16 Apr 2014
For European parties seeking to settle affairs overseas, there exists an array of cultural and technical hurdles to overcome before matters can be dealt with to a satisfactory degree. Nowhere is this more pertinent than in China, where legal differences are vast and agreements difficult to come by.
“China is utterly different to Europe, and our clients often need expert guidance in all of their Chinese business dealings,” says Tom Carver, Chief Representative Officer and Director of Wragge & Co’s Chinese office. “Language, obviously, is important, but even if the Chinese client speaks basic English, there’s still huge scope for misunderstanding.”
The UK-based firm set up operations in Guangzhou a few years ago and has since offered its experience and expertise to clients seeking to settle complex Chinese-related matters – the majority of which relate to intellectual property (IP) and patent enforcement.
“We originally opened through a desire to be established in one of the fastest developing IP economies,” says Carver. “Chinese IP was – and still is – a bit primitive, but everyone appreciates that it is now improving.”
The world’s second-largest economy
“China is the factory of the world, and many of the products which infringe IP laws, yet are sold around the world, are made in China,” continues Carver. “It makes sense for clients to be able to attack those responsible at the source of the infringement, rather than spending higher legal bills protecting markets back in Europe. Using lawyers on the ground in China makes much more commercial sense.”
Trademark squatting has impacted the fortunes of foreign owners the world over
The world’s second-largest economy exhibits innumerable differences to Europe, although in terms of black letter law, Chinese IP is pretty well harmonised with the rest of the world.
With regards to trademarks, however, there are a fair few differences, some better known than others, that have served to complicate the country’s legal climate and confound some European parties.

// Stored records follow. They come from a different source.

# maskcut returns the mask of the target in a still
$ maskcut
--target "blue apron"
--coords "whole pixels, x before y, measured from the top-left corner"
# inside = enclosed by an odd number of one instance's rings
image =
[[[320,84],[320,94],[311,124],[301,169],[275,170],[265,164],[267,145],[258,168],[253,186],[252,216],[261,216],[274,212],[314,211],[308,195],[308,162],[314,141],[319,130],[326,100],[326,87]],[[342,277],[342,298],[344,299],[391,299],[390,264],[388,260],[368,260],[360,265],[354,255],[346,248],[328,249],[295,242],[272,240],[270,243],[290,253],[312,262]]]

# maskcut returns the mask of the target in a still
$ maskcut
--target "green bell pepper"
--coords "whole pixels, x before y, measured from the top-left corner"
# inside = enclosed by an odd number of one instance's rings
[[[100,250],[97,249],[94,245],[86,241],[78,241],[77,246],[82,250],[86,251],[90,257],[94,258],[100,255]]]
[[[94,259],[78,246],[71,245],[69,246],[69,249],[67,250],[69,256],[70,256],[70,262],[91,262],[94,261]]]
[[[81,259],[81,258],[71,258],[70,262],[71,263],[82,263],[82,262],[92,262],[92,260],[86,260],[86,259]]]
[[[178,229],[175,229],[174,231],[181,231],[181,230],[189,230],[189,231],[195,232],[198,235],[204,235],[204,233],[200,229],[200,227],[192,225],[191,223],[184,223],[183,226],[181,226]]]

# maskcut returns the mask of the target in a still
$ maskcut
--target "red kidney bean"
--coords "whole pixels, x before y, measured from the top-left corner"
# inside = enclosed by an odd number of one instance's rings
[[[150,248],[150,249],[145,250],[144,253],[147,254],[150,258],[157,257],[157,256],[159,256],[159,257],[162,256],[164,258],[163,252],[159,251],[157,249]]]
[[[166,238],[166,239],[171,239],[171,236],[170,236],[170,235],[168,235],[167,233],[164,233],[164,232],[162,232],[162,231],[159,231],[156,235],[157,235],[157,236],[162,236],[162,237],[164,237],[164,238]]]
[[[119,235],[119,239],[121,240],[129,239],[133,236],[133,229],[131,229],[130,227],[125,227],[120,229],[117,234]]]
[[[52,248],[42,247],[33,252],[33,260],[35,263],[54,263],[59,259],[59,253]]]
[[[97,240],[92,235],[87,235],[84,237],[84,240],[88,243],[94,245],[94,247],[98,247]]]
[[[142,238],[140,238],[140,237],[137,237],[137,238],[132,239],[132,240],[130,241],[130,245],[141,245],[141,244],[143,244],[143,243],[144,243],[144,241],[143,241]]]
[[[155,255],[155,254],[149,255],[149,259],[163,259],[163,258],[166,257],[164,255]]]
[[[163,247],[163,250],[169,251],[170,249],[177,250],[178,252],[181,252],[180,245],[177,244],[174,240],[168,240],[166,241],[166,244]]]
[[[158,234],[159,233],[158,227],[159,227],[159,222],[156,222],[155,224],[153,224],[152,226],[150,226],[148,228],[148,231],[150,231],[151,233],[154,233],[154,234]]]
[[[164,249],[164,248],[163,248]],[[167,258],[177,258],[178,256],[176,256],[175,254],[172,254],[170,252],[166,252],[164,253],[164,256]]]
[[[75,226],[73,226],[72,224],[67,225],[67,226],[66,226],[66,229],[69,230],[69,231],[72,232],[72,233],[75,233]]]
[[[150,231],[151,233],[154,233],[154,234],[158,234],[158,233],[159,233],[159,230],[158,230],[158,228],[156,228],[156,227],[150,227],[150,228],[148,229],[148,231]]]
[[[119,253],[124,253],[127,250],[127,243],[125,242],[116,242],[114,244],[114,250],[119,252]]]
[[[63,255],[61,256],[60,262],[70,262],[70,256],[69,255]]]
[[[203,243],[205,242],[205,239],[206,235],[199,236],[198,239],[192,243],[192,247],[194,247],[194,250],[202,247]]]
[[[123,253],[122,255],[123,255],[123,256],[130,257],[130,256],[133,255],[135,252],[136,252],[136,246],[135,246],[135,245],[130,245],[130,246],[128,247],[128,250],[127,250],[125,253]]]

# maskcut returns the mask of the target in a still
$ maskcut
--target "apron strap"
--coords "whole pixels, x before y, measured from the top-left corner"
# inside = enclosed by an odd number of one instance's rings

“It has its differences, which can have a huge impact on our European clients looking to break into China,” says Carver. “For example, it is a first to file jurisdiction as far as trademarks are concerned, which means that the first person to file the trademark is deemed the owner.
“This has led to an abundance of ‘trademark squatting’ – when Chinese companies and individuals register every trademark they can think of, in the expectation that they’ll then be able to sell it to the entity that owns that same trademark elsewhere in the rest of the world, at a later point.”
Trademark squatting has impacted the fortunes of foreign owners the world over, many of whom have been too slow to register their trademarks and have later been forced to purchase their property from enterprising Chinese individuals and companies. While revisions to the law are expected to take effect later this year, Carver expects the circumstances to remain essentially unchanged and for the revisions to fall far short of fundamental change.
As such, the services offered by firms such as Wragge & Co are essential if European companies and individuals are to adequately protect against missed opportunities and heightened costs later down the line. China represents a sizeable opportunity for European companies and individuals. However, all too often the legal landscape can suffocate or at least lessen the chances of success there.
Wragge & Co’s sound understanding of Chinese law, procedure, practice and customs, together with the firm’s experience of commercial objectives and service requirements enables it to settle any complications regarding China’s legal system and boost the prospects of European businesses.